アイツらの盗もうと知れいるバイクは佐野君への真一郎君への誕プレなのだ。
私は、固く拳を握り締めた。



ガタンッ___
店の表で物音がする。
来た・・・私の心臓が大きく音を立てた。
「・・・、少し、行ってくるな。」
え、今行ったら・・・っ
「ま、待って!私も、行く。」
「は?ドロボーだったらどうすんだよ。アブねーだろ。」
ドロボーなんだよ!!お前がアブないんだよッッッ!!!!
「いい、行く。私も絶対行くもん。」
「はぁ・・・絶対アブねー真似すんなよ。」
きっと友人はイカれサイコ野郎だから真一郎君に向かってアタックくらいはする。
でも、残念ながら私が真一郎君を庇ってあの馬鹿力サイコの攻撃を受けれるほど勇気はないんだ。
痛いのも、苦しいのも嫌い。

結局は私も自分がどうしようもなく可愛くて好きで仕方ない人間なのだ。
なので・・・



















「はぁ〜〜い!!佐野万次郎のお兄様の〜、佐野真一郎君が〜お登場いたしまぁ〜す!!」
「おい!?」
聞こえる声をガン無視した。
「あっ、そこ!!何、無敵のマイキーと名高い佐野君の誕プレに!誰の許可を得て触れてるんですか〜〜???」
友人とばっちり目が合った。
そう、私は。

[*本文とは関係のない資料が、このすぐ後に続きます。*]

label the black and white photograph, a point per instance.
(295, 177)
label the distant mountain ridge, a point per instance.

懐中電灯を持つ真一郎君の周りをチラつきながら叫ぶことを選んだのだ。
アイツらが知らないならやる前にアイツらに教えてやればいい。
ついでにバイクに触れてた友人の友人である場地君の事を指差してやった。
「・・・真一郎・・・くん?」
「圭介か?」
よし、来た。これは来ましたね。
「マイキーの兄ちゃん・・・?マイキーの誕プレ・・・?」
目を見開き情報過多でキャパオーバーを起こしてる友人に向かって私は飛び蹴りをかましてやった。
これが、先程まで頭上に100%と浮かべていた彼のパーセンテージが一気に0%へと落ちた瞬間だった。